During the air alarm we cover ourselves with a mattress on top. My brother always says: “Let’s hope, let’s hope”. He’s fourteen.

Day 6. I’m not afraid anymore. I’ve learned to tell the difference between the sound of explosions. Time goes much slower than before.

Day 7. You can adapt to everything. But the emotional reserve is exhausted with time. You do what you can for your family and other Ukrainians. But it still feels like it’s not enough.

Day 8. Because of the lack of sleep, life starts to feel like one long day. But the diary helps keep the days separate. Now it’s harder to remember a peaceful life and what happened before. You think it’s forever.

Day 9. Yesterday was the hardest day since the war began. There was a disagreement within the family, someone wanted to leave, someone wanted to stay. But we can’t split up, no matter what happens. Decided to stay in Kyiv.

Day 10. I look at photos of friends, acquaintances and other Ukrainians. And I understand that we all share a common look. It’s impossible to fake. Hope he will exit my country soon.

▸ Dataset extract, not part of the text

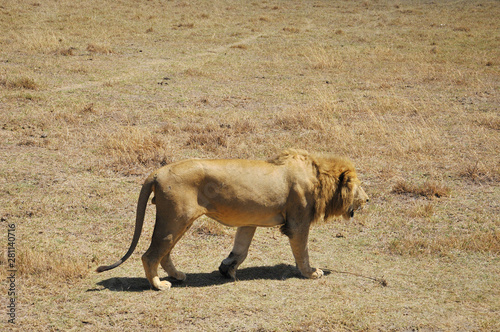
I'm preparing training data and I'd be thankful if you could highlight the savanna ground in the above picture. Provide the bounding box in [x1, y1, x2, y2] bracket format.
[0, 0, 500, 331]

For the first time in 10 days I went home, I needed to pick up dog food.

I realized I don’t remember what it was like to walk and sleep without shoes. It feels like I was born in shoes. In case of a quick evacuation, you have to be fully dressed, including in a coat. In Kyiv now it is -1 degrees.

Day 11. It was snowing this morning, and at first I thought it was ashes. But it’s just that sort of spring in Kyiv this year. I’ve been thinking a lot about photography today. Whether we need pictures that break hearts.